Mais là n’est pas la seule ambition de ce texte. Nous ne permettrons pas à nos entreprises d’évoluer sainement dans le cadre d’une concurrence désormais mondialisée si nous faisons fi de l’accroissement de leur financement.

Soucieux d’un financement plus diversifié des entreprises mais non moins juste, le groupe MoDem et Apparentés a accordé, au cours de nos débats, une importance particulière à la simplification des modalités de transfert des plans d’épargne en actions destiné au financement des petites et moyennes entreprises, dans le cas où le plan comporte des titres de sociétés en liquidation. À cette disposition s’ajoute l’extension aux petites entreprises pouvant déroger aux obligations de désignation d’un commissaire aux comptes, mais choisissant d’y recourir volontairement dans le cadre des nouvelles dispositions prévues par la présente loi, de la possibilité de recourir au crédit inter-entreprises.

L’adoption de ces mesures nous semble être un marqueur, parmi tant d’autres, nous permettant d’affirmer que ce projet de loi est à même d’assurer une croissance accrue des entreprises qui en ont le plus besoin.

Vigilant sur le rôle des collectivités territoriales, le groupe MoDem et Apparentés se félicite de l’adoption d’une proposition qu’il avait ardemment défendu : la possibilité désormais admise pour les collectivités territoriales concernées par les activités d’Aéroports de Paris de participer à son capital et de prendre part à la gouvernance d’un opérateur qui, par le droit exclusif dont il dispose sur le service public aéroportuaire en Ile-de-France, joue un rôle essentiel dans l’attractivité et le développement économique et touristique de cette région. Cette mesure constitue non seulement une avancée majeure pour la diversification du financement d’une telle société, mais tend aussi à accorder un rôle bien plus important aux collectivités territoriales, assurant ainsi un cadre de gouvernance plus éclairé et par conséquent plus sûr.

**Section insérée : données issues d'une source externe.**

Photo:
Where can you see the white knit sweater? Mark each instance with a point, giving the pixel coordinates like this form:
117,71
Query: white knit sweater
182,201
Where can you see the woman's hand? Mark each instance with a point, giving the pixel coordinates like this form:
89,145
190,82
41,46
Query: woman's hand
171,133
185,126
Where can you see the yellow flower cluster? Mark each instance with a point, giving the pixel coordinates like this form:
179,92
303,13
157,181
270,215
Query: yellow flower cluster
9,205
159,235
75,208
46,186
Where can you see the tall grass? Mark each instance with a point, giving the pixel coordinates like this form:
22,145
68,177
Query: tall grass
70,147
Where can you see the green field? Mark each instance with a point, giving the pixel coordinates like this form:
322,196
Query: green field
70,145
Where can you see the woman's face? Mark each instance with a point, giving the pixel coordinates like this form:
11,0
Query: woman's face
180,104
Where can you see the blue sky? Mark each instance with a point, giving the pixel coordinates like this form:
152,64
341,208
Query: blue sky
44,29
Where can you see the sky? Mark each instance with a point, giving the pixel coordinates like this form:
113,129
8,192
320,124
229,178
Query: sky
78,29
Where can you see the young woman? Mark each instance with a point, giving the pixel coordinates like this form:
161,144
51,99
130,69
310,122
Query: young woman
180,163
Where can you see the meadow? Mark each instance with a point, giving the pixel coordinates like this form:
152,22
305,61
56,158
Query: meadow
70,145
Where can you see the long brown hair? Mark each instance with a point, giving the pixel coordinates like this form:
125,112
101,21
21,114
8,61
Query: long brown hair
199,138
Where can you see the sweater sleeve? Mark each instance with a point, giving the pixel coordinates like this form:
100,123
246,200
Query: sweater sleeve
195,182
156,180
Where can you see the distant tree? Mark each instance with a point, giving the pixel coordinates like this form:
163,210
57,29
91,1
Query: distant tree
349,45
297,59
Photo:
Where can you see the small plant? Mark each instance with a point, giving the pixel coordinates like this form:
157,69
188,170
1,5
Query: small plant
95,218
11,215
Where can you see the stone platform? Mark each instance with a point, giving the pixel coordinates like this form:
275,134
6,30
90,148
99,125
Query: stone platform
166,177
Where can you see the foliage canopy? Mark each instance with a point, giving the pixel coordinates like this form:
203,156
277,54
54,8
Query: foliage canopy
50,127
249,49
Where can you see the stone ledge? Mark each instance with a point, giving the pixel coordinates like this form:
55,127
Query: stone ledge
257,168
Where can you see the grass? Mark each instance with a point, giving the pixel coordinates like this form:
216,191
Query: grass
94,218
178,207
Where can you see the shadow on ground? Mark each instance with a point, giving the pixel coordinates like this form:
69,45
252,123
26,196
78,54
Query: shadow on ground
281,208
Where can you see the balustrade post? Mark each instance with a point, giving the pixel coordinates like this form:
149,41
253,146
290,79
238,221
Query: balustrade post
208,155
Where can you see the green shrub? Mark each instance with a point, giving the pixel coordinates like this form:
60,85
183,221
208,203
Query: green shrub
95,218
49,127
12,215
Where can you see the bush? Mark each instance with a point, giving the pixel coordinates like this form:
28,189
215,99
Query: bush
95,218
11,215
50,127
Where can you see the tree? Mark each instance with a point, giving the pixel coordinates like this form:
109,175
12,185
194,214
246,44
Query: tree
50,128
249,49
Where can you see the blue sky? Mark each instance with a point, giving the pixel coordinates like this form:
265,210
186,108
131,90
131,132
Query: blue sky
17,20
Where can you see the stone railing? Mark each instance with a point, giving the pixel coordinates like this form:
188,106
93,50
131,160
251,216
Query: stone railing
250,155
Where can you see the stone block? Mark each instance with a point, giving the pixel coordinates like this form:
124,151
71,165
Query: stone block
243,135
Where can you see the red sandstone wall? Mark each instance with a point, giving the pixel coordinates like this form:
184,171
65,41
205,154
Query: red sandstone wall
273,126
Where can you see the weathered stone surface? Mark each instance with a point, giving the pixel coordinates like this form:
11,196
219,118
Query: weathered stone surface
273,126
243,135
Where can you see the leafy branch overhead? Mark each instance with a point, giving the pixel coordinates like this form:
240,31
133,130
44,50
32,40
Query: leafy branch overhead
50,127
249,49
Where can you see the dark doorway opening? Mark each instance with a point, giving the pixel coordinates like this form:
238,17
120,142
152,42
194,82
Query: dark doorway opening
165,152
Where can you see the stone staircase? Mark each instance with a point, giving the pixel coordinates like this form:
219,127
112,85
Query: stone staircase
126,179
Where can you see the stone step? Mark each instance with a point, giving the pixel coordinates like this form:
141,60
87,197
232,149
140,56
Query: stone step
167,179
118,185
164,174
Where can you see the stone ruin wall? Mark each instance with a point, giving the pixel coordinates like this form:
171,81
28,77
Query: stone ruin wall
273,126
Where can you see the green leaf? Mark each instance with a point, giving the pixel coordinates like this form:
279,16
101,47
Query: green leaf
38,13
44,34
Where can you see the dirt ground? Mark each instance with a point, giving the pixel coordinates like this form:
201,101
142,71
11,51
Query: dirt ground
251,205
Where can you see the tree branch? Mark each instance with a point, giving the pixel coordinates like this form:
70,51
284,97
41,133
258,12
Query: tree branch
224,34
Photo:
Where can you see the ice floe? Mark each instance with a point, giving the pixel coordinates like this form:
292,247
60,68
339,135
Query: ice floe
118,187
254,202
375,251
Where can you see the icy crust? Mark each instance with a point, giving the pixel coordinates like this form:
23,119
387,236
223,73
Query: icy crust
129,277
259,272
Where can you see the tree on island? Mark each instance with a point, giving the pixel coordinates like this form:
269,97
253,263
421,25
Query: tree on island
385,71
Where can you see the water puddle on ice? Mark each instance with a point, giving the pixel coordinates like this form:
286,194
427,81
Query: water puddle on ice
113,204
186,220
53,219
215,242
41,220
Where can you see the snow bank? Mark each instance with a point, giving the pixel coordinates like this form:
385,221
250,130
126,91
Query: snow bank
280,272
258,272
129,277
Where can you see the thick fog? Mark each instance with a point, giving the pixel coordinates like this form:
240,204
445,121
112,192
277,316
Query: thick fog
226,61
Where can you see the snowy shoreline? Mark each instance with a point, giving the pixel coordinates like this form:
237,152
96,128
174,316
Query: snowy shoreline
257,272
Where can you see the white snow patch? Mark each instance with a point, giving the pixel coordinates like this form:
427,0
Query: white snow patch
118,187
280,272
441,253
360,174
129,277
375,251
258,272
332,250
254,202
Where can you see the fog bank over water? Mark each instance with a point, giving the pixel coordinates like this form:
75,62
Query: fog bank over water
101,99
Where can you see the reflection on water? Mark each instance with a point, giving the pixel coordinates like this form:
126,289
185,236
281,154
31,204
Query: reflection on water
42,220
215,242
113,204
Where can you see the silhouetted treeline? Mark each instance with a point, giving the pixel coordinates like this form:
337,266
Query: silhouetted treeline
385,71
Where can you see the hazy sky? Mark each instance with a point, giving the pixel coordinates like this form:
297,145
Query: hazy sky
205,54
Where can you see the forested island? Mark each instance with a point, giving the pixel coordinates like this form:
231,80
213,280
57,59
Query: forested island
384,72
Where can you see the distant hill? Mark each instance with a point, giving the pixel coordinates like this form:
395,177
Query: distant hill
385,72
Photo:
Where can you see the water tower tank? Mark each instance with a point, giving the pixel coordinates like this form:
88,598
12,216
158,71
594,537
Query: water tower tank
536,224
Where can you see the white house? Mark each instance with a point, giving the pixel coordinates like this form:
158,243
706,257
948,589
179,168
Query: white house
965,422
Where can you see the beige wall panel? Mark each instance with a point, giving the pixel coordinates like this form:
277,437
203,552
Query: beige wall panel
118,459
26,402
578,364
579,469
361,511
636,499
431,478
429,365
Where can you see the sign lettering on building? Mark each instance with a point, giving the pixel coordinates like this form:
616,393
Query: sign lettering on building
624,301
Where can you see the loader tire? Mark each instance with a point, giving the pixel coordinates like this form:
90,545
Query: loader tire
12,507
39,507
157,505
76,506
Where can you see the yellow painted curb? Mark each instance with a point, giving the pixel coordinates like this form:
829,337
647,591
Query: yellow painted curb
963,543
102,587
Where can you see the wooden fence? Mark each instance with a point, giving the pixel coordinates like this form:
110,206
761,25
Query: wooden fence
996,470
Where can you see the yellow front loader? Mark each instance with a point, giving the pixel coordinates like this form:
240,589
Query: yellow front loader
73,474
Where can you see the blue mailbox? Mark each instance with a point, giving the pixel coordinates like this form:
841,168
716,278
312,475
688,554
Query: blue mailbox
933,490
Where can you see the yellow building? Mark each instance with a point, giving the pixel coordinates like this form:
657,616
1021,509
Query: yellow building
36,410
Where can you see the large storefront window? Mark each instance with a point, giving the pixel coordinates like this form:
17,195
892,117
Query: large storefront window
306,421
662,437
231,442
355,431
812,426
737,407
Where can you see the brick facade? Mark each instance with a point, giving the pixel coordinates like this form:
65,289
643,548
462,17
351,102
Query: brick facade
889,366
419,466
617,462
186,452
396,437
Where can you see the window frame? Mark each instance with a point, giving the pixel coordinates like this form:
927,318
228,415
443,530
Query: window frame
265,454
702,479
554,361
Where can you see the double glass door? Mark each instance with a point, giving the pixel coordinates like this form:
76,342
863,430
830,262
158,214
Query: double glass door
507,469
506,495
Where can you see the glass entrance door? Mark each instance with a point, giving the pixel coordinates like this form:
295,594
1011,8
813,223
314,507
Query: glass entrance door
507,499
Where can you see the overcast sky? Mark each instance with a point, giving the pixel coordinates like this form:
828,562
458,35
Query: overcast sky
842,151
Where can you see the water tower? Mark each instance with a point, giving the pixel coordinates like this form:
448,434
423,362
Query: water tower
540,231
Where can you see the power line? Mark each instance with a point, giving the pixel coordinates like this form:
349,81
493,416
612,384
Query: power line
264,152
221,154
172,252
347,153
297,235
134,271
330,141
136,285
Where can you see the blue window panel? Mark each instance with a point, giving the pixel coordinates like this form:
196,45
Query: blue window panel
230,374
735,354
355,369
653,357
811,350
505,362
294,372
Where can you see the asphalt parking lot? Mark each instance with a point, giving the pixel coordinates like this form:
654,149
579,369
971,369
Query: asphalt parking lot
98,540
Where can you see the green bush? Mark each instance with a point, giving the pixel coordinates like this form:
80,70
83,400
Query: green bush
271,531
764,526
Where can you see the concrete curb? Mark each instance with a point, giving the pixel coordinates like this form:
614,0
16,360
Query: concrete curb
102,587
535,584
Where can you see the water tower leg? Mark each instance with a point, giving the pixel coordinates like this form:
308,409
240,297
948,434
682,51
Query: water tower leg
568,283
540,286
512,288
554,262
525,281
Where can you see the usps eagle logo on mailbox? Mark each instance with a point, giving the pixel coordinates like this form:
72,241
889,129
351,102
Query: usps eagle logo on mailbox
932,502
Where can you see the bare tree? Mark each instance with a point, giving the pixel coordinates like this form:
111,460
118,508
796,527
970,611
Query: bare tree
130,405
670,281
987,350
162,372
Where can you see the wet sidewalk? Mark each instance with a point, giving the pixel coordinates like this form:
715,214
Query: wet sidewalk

Enfin, il est une chose sur laquelle j’aimerais insister avant de terminer cette intervention. Nous sommes en présence d’un texte dont l’importance ne se résume pas au nombre de ses articles ou à la durée d’examen qu’il a nécessité. Son importance va bien au-delà de ces considérations. En simplifiant la création des entreprises, en levant les obstacles à leur croissance, en leur octroyant une capacité accrue à innover, le projet de loi relatif à la croissance et à la transformation des entreprises nous engage dans un nouveau temps de la transformation économique de notre pays. Un nouveau temps qui s’adresse tant aux salariés qu’aux entrepreneurs avec pour ambition de faire grandir nos entreprises et de mieux partager la valeur. Ce nouveau temps nous renvoie à une responsabilité collective : celle de voter un texte juste et courageux, visant à instaurer un équilibre simple mais nécessaire entre une vision sociale de l’entreprise et une économie libérée d’un excès de formalisme inapte à doter nos entreprises des moyens d’exprimer pleinement leurs mérites dans une économie de plus en plus mondialisée. 

Pour l’ensemble de ces raisons, je voulais vous réassurer, Monsieur/Madame le ministre, du soutien du Groupe MoDem et Apparentés. Nous voterons pour ce projet de loi qui nous permettra, j’en suis certain, de trouver des solutions durables aux défis qui s’imposent jour après jour à nos entreprises.